Published on the occasion of the exhibition Ad Reinhardt at David Zwirner, New York, this catalogue presents a comprehensive exploration of the artist’s cartoon works, which he created for various publications throughout his lifetime, most notably the progressive tabloid daily newspaper P.M., in which his How to Look series first appeared in 1946. Reinhardt’s comics shed light on the artist’s humorous insight into art history, politics and culture, as well as his unparalleled critical sensibility as a painter and thinker. The publication includes new scholarship on this facet of Reinhardt’s practice by curator Robert Storr. Ad Reinhardt (1913–1967) was born in Buffalo, New York, and studied art history at Columbia University, where he forged lifelong friendships with Thomas Merton and Robert Lax. After studies at the American Artists School, he worked for the WPA and became a member of the American Abstract Artists group, with whom he exhibited for the next decade; later he was also represented by Betty Parsons. Throughout his career Reinhardt engaged in art-world activist politics, participating in the famous protests against The Museum of Modern Art in 1940 and the Metropolitan Museum of Art in 1950 (among the group that became known as "The Irascibles").

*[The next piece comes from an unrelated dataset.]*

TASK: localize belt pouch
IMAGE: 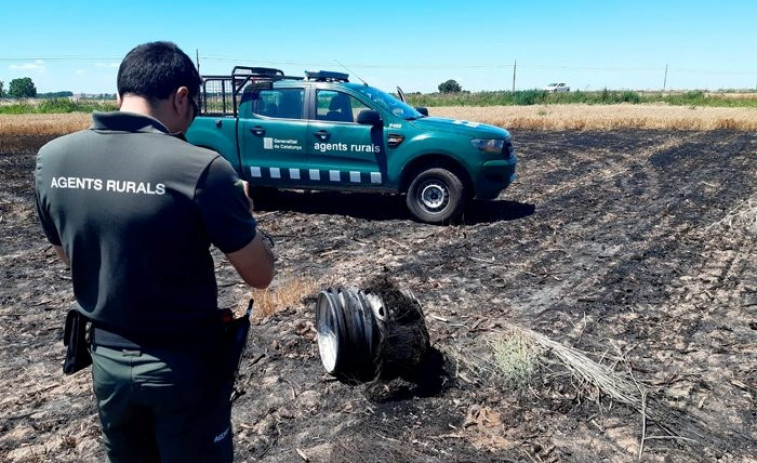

Published by Richter Verlag. Text by Heinz Liesbrock.
From the outset, the paintings of Ad Reinhardt (1913–1967) were from the start defined by clear, geometric forms. An encounter with Josef Albers in the late 1930s greatly influenced Reinhardt’s subsequent approach to color, and the two artists maintained a lifelong respect for one another’s work (in 1952 Albers offered Reinhardt a guest professorship at Yale, where he was then teaching). The sympathies between their arts lie in the extremity of their geometric reductions, which Reinhardt eventually also applied to color by reducing it to minutely differentiated squares of black on a five-square-foot canvas; but both Albers and Reinhardt envision painting as an art of geometric combinations of color. Reinhardt’s statement that his black paintings were “the last paintings anyone can make” betrays his debt to Albers, for his works do indeed seem to conclude the investigations opened by Albers’ Homage to the Square series. This volume surveys their affinities.